If you leave json_columns as an empty array, you will be presented with the columns that were autodetected as json and you can press enter (submit an empty response to the input request) to accept that default and continue. If you submit a non-empty response, you will be prompted to identify each column. You may also consider stopping the cell after the columns have been autodetected so you can copy and paste the columns into the leading section if you have only a small tweak to make.

In [None]:
####################
#ENTER YOUR DATA HERE: Specify json columns as a list of column names (strings).
#Columns are printed from the previous cell for review. User will be prompted if not specified here.
json_columns = []
####################

if len(json_columns) == 0:
    for col in columns:
        if type(csv_df.iloc[0][col]) == str:
            try:
                json.loads(csv_df.iloc[0][col])
                json_columns.append(col)
            except JSONDecodeError: 
                pass
print("The following have been identified as json columns. Please rerun this cell if not correct.")
print(json_columns)
print("Press Enter to accept, otherwise enter any character to manually choose columns instead.")
manual_select = input()
if manual_select != "":
    json_columns = []
    #Prompt user to identify json columns if not identified statically above
    print("For each column, enter 1 to identify a json column and 0 otherwise.")
    for col in columns:
        print(col,end=": ")
        response = input()
        if response == '1':
            json_columns.append(col)
    print("The following have been identified as json columns.

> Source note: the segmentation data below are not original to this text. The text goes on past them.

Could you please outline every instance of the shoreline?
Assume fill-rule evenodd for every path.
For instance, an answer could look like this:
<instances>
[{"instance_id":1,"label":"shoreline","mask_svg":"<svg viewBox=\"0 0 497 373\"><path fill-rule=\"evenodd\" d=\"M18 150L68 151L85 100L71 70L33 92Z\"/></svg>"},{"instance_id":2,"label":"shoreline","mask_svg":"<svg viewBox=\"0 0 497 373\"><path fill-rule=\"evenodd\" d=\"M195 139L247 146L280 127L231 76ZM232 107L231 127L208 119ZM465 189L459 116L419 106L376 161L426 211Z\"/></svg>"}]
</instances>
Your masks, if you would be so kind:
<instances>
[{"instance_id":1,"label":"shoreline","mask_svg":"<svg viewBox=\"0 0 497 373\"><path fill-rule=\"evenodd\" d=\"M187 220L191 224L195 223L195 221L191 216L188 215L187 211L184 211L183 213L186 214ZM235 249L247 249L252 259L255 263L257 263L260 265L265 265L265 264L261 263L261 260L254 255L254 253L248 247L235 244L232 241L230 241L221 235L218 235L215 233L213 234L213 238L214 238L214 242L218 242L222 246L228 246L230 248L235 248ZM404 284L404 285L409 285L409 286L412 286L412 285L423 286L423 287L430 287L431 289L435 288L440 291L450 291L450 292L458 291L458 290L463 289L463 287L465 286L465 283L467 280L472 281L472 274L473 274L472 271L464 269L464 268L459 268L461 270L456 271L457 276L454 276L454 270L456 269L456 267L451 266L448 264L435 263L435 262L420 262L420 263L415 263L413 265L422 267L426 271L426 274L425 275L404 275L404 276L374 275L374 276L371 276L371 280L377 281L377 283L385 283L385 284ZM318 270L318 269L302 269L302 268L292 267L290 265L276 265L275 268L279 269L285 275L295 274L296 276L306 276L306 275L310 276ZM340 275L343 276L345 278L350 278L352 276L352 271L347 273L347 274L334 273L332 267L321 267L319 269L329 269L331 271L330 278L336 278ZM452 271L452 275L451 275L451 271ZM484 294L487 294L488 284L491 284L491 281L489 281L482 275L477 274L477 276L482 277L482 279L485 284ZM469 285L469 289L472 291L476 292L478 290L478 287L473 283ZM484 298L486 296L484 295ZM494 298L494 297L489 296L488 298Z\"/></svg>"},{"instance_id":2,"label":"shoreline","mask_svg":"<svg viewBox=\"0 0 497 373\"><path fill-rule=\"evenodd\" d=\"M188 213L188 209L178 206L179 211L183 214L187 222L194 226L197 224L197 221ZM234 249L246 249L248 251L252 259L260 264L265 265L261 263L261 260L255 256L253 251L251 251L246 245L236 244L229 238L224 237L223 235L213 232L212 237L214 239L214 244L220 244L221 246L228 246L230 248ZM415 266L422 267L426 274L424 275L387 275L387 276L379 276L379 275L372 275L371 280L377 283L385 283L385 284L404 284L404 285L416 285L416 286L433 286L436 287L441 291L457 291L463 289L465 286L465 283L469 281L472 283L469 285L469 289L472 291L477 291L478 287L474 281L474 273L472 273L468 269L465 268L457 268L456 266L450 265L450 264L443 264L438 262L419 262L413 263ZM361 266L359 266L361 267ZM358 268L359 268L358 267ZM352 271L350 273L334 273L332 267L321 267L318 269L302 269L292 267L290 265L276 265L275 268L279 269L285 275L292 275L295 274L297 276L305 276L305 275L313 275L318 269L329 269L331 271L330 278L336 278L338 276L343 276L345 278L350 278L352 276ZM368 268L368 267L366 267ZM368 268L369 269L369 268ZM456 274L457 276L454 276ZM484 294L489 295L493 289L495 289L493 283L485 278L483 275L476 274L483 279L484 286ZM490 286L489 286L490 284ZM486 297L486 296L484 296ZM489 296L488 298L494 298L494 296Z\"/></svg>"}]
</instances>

Please rerun this cell if not correct.")
    print(json_columns)

In [None]:
#Construct a new column list with extra columns to accomodate the json expansions
new_columns = []
for col in columns:
    if col in json_columns:
        json_string = csv_df.iloc[0][col]
        example = json.loads(json_string)
        sub_columns = list(example.keys())
        for sub_col in sub_columns:
            #Prefix columns derived from json expansion with original column name
            new_columns.append(col+"_"+sub_col)
    else:
        new_columns.append(col)

#Construct an empty dataframe with new column names
json_expanded_df = pd.DataFrame(columns = new_columns)
json_expanded_df

In [None]:
new_row = []
for index, row in csv_df.iterrows():
    for col, value in csv_df.loc[index].items():
        if col in json_columns:
            new_row.extend(list(json.loads(value).values())) 
        else:
            new_row.append(value)
    json_expanded_df.loc[index] = new_row
    new_row = []
    
json_expanded_df

In [None]:
# Append _json_expanded to original filename
if len(csv_file_path) > 4 and csv_file_path[len(csv_file_path)-4:] == ".csv":
    csv_json_expanded_path = csv_file_path[:len(csv_file_path)-4]+'_json_expanded.csv'
else:
    print('There was a problem modifying the file path. The csv file will be saved in the root directory for jupyter notebooks as csv_json_expanded.csv instead.')
    csv_json_expanded_path = 'csv_json_expanded.csv'

json_expanded_df.to_csv(csv_json_expanded_path)